This post is the text from a collective tribute to my uncle Trevor Wakefield, delivered by me at his funeral on behalf of his nieces and nephews. Trevor was the younger brother of my mother, Judy Fagg, and died in 2011 from complications due to cystic fibrosis.


My name is Dave, and I am the eldest of Trevor’s nephews and nieces. I’m speaking today on behalf of them.

Trevor had an overwhelming positive attitude to life. All of us, my cousins and I, are somewhat awed by his positive approach to life despite the challenges he faced. We remember stories of him crashing his bike and getting hypothermia in the snow – these stories usually ended with him affectionately blaming Auntie Jenny, who was his partner in crime. I also remember my admiration at the tenacity with which he pursued his saxophone-playing, his Master’s degrees and career in local government. We also admired the enormous amounts of Vegemite he managed to spread on toast without choking.

We remember his presence at family events. My cousin Anna had this to say:

I really appreciate the effort he made to be at many family functions, even when he was probably not feeling great. An example of this was last year when we were visiting when Elli, my daughter, was a tiny baby. He had been in hospital during our stay and got home the day we were leaving. He made a special effort to visit and meet his great-niece on the way home from the hospital, though his comment was ‘it’s a pity no one likes her’.

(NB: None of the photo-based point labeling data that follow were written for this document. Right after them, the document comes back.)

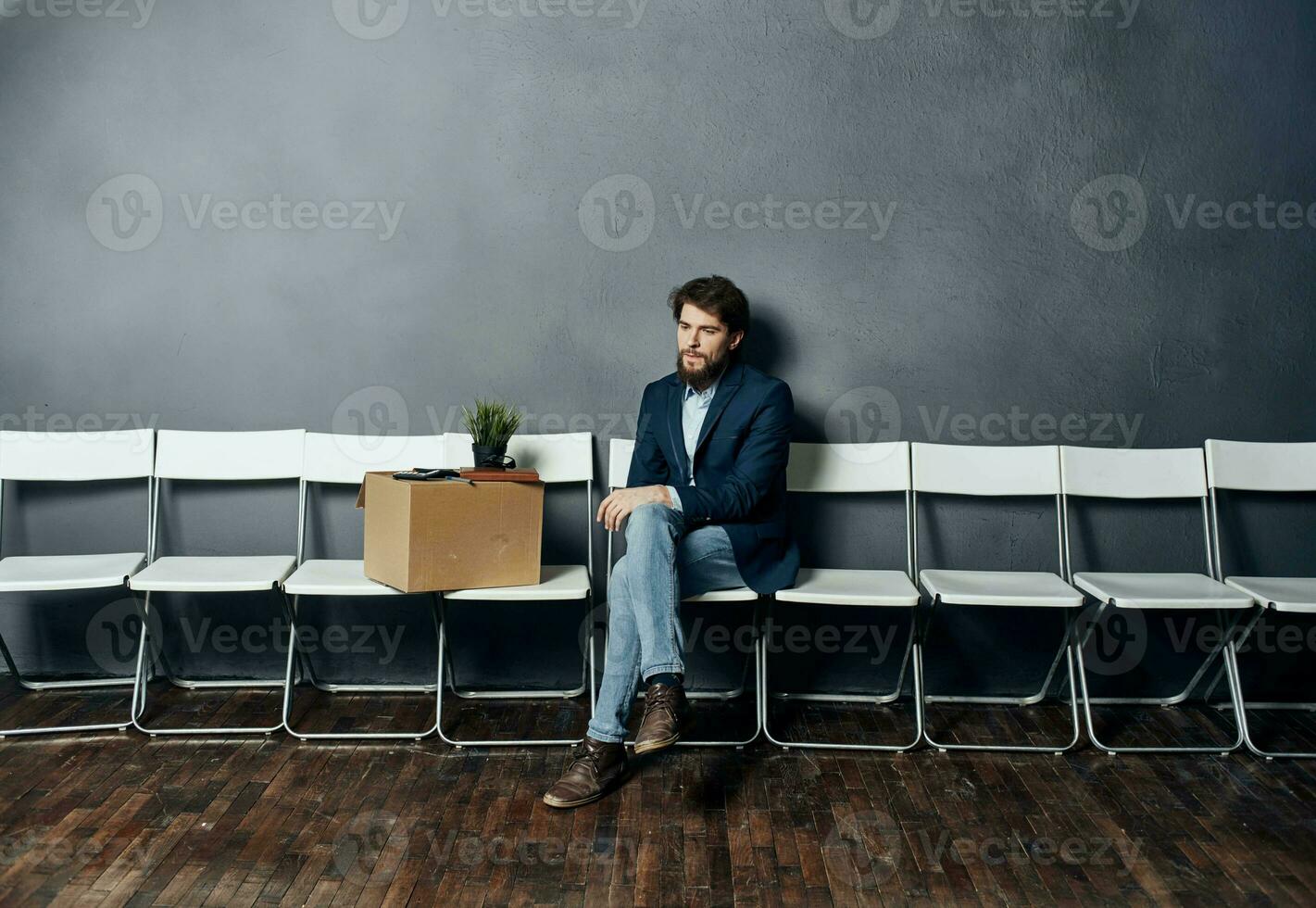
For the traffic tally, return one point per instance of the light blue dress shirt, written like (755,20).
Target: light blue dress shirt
(694,409)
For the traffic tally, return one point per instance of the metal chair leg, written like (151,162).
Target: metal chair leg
(140,692)
(374,688)
(754,656)
(1241,705)
(813,697)
(1029,749)
(825,745)
(506,695)
(91,683)
(1159,749)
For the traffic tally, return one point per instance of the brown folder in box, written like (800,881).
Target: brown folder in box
(494,475)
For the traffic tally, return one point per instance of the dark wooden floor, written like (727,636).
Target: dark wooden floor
(124,819)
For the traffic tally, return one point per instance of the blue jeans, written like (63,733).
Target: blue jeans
(663,562)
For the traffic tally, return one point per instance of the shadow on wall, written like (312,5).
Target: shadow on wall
(766,351)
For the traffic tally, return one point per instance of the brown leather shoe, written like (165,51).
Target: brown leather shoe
(596,770)
(666,716)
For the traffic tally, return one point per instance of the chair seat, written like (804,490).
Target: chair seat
(847,587)
(213,573)
(1161,591)
(31,573)
(1034,588)
(334,576)
(1284,594)
(556,582)
(733,595)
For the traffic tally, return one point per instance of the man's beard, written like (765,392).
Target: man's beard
(700,376)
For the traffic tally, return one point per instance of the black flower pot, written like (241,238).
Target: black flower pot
(493,457)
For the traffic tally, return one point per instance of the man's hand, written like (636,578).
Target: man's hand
(618,507)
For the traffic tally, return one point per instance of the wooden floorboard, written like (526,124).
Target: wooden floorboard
(122,819)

A common theme amongst us cousins is the feeling that, during Trevor’s life, we didn’t really grasp what a unique treasure, what a gift he has been to us. Maybe we would have noticed a bit more if he had complained, even once. Perhaps that’s because we viewed him as just like the rest of our Wakefield extended family – that is to say, in the words of my sister Megan, consistent, persevering, intelligent, curious about our lives, selfless, always there, witty, positive, unselfish in attitude. But on reflection, we see that Trevor possessed all these qualities despite an illness that could have led him to bitterness and selfishness. Luke had this to say:

I found out about Uncle Trevor leaving us as I was on my way back from a lunch appointment. I can’t explain it but I felt immediate sorrow mixed with great relief. I began to think about Uncle Trevor and the realization dawned on me of what a gift he has been not just to me but to all of us that have been connected to him either as family or as a friend…As I have grown older I have realized the very real physical struggle that he lived with, as a kid you have no idea. He was so unassuming but he loved all of us.

Trevor was a generous person. As a computer-deprived family, my brother Richard, along with all of us, loved playing lemmings on his computer, and he loaned out his old Holden and Kermit-green Celica willingly – though the Celica met with a tragic end a week after one of his nephews got his license.

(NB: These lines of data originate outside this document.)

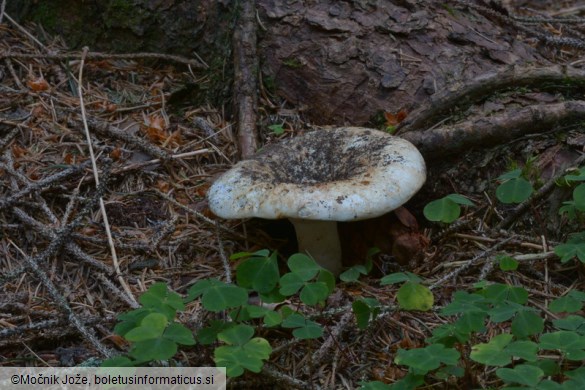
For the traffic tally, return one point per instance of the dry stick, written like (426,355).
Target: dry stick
(547,38)
(106,56)
(116,133)
(139,165)
(97,56)
(333,335)
(70,247)
(471,262)
(8,137)
(43,183)
(246,78)
(281,378)
(224,259)
(542,192)
(495,129)
(96,178)
(33,265)
(199,215)
(480,87)
(2,8)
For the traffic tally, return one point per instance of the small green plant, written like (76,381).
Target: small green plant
(152,330)
(447,209)
(521,354)
(576,205)
(154,334)
(412,295)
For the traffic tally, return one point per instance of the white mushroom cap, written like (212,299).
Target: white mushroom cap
(343,174)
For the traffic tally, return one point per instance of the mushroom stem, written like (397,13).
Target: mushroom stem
(320,240)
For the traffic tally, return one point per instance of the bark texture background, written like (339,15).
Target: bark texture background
(341,62)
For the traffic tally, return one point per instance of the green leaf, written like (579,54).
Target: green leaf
(237,358)
(568,251)
(131,320)
(499,292)
(218,296)
(523,349)
(400,277)
(514,190)
(449,334)
(290,284)
(414,296)
(426,359)
(523,374)
(154,349)
(208,335)
(527,323)
(579,197)
(577,378)
(573,322)
(353,274)
(258,273)
(272,318)
(471,322)
(492,353)
(565,304)
(409,382)
(236,335)
(328,278)
(514,174)
(504,311)
(179,334)
(117,361)
(442,210)
(460,199)
(304,328)
(151,327)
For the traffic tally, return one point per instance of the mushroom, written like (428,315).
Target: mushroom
(317,179)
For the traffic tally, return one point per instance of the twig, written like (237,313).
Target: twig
(97,182)
(199,215)
(470,263)
(542,192)
(46,182)
(224,259)
(61,302)
(334,334)
(116,133)
(8,137)
(284,379)
(51,234)
(246,78)
(478,88)
(495,129)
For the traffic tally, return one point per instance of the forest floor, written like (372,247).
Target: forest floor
(64,282)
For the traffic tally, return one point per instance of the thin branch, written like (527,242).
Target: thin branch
(97,182)
(246,78)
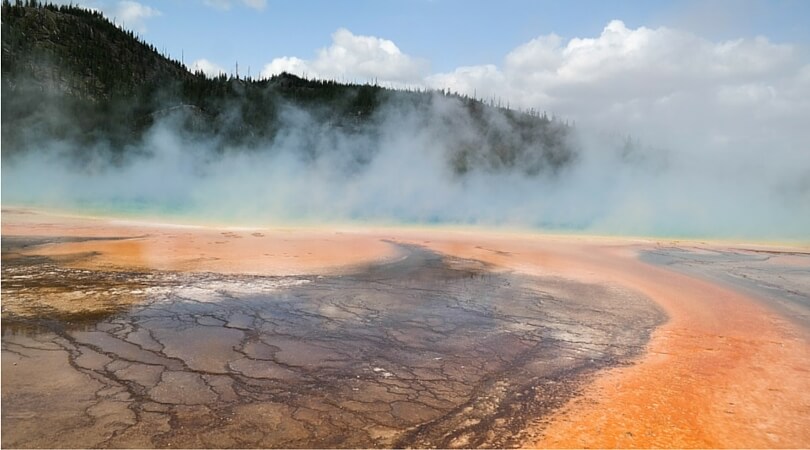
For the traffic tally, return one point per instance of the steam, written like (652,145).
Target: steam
(399,171)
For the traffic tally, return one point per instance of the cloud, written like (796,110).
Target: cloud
(133,14)
(228,4)
(125,13)
(355,58)
(209,68)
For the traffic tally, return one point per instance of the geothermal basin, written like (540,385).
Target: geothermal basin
(135,335)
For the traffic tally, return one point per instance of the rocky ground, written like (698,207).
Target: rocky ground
(427,351)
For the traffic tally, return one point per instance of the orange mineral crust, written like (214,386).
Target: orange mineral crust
(724,371)
(154,246)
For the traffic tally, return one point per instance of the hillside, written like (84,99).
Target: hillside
(72,77)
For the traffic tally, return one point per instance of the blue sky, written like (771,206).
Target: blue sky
(445,33)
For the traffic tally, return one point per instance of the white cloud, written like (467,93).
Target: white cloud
(355,58)
(228,4)
(126,13)
(209,68)
(132,14)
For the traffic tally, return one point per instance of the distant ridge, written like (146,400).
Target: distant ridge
(70,75)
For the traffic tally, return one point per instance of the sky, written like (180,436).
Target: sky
(721,88)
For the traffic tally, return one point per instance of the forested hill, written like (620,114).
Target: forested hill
(70,75)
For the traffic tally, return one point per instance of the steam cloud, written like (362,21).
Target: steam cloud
(398,171)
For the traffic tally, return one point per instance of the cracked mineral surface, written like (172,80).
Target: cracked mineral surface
(424,351)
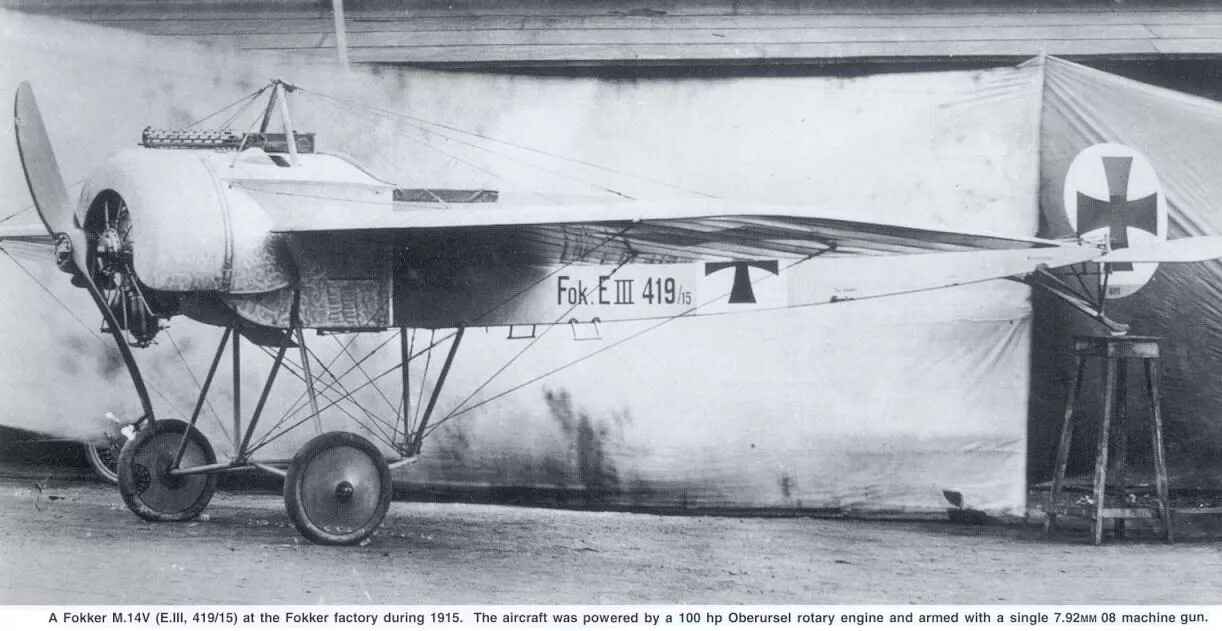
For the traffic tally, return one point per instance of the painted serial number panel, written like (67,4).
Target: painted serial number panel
(545,295)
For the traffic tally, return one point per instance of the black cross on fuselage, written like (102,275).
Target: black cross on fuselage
(741,292)
(1118,212)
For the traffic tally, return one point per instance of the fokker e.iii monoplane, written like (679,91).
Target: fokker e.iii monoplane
(265,237)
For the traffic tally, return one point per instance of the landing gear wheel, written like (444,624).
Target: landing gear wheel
(144,479)
(337,489)
(103,456)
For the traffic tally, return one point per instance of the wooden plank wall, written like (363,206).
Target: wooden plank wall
(596,32)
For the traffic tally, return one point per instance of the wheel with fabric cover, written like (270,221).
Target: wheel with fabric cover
(103,456)
(144,479)
(339,489)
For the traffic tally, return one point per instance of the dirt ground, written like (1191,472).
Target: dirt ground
(66,539)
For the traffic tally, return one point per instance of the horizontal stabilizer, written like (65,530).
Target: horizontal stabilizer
(1192,250)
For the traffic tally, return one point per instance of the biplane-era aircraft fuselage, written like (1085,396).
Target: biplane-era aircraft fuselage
(263,236)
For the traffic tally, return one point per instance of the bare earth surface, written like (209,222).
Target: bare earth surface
(73,542)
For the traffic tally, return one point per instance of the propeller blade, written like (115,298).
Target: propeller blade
(43,174)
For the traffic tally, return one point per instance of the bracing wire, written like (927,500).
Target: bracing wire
(516,146)
(502,154)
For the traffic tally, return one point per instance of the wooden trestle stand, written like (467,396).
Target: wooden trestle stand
(1115,354)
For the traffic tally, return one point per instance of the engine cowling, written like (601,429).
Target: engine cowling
(190,230)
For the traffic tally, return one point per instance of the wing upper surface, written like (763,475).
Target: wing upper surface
(662,231)
(33,234)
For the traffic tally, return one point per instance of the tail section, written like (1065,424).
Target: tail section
(1190,250)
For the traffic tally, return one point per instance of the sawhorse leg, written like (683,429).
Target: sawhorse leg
(1160,460)
(1101,455)
(1119,417)
(1058,467)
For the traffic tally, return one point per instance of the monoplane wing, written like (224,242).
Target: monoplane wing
(32,234)
(665,231)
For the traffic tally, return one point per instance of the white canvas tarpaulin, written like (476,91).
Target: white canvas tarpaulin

I’m not sure what was in Trevor’s mind at 18, but I’m pretty sure he had a clear-eyed view that his life was not going to be care-free. He may not have expected to live long at all. Despite this, he threw himself into life. To his nieces and nephews he is a model of how to live life, and how to face death.

His humour is something all of us loved, and aspire to. It was fed by a steady diet of Monty Python and the Muppet Show, a father who passed his dry DNA onto Trevor and the sisters who provided plenty of ammunition. As my brother Jono says, it was “a sharp wit that made its way into most conversations.”

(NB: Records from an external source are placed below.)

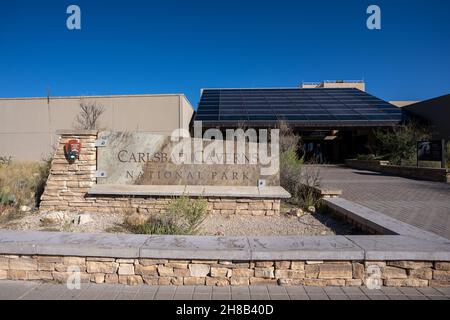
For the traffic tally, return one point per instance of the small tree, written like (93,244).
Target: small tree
(400,143)
(89,115)
(288,139)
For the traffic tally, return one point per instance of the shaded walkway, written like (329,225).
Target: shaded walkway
(14,290)
(422,204)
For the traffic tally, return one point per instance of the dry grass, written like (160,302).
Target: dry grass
(22,184)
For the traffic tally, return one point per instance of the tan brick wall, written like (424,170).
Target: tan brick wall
(223,273)
(68,184)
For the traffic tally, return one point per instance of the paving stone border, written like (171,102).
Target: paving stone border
(428,174)
(375,222)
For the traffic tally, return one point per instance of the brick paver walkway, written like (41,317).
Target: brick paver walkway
(423,204)
(13,290)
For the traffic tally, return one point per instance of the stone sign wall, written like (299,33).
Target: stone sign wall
(69,184)
(152,159)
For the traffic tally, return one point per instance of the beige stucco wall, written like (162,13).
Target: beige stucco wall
(28,126)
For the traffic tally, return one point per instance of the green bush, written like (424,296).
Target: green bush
(183,217)
(290,171)
(22,183)
(400,143)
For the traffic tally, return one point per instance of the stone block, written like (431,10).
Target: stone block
(23,263)
(358,270)
(297,265)
(218,282)
(101,267)
(126,269)
(130,280)
(3,274)
(423,273)
(239,281)
(263,281)
(336,282)
(289,274)
(439,283)
(225,206)
(410,264)
(17,275)
(4,263)
(312,271)
(353,282)
(181,272)
(335,271)
(264,264)
(290,282)
(44,266)
(111,278)
(315,282)
(199,270)
(243,272)
(393,273)
(165,271)
(442,266)
(194,281)
(441,275)
(50,259)
(267,273)
(178,265)
(406,282)
(221,272)
(98,278)
(146,270)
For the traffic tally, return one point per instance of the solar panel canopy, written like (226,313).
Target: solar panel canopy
(318,107)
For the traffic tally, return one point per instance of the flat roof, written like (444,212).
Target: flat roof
(315,107)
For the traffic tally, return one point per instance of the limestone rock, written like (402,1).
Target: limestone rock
(55,217)
(136,220)
(82,219)
(199,270)
(25,209)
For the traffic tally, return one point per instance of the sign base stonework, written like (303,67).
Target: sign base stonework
(75,187)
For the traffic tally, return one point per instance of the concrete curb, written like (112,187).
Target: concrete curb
(224,248)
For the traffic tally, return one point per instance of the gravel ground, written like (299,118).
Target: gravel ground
(307,225)
(214,224)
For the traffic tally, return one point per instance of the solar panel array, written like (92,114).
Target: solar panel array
(302,107)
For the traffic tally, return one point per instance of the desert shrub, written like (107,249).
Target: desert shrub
(89,116)
(183,217)
(290,170)
(308,194)
(22,183)
(366,157)
(400,143)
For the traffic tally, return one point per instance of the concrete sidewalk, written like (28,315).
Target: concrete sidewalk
(20,290)
(423,204)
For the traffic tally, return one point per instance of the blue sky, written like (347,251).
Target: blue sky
(135,47)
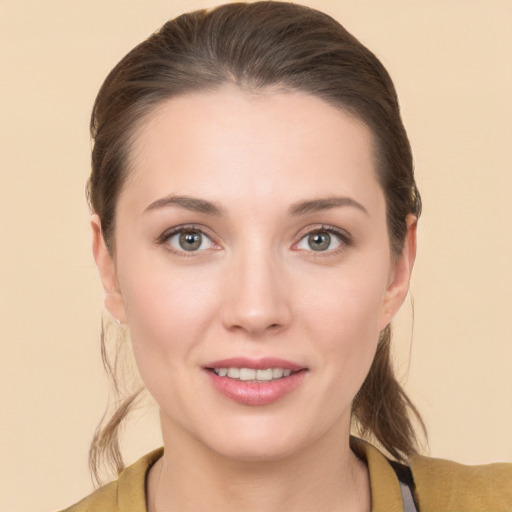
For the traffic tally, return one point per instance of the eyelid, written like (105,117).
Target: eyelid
(344,236)
(169,233)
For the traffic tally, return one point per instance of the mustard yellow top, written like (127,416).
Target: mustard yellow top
(441,486)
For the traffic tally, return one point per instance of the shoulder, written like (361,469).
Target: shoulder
(446,485)
(126,493)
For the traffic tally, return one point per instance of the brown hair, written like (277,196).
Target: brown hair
(254,46)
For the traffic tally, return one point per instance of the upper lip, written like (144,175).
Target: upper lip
(261,363)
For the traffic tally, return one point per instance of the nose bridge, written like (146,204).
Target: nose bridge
(256,299)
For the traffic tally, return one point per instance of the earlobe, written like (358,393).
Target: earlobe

Today in The Age there is an article about a young man with cystic fibrosis, aged 18. He is waiting for a lung transplant, which would be performed at the Alfred Hospital, where Trevor lately spent so much time. It made me recall what I was like at 18 – so many possibilities, so much energy, so little idea of the difficulties that life might bring. I’m not sure what was in Trevor’s mind at 18, but I’m pretty sure he had a clear-eyed view that his life was not going to be care-free. He may not have expected to live long at all. Despite this, he threw himself into life. To his nieces and nephews he is a model of how to live life, and how to face death.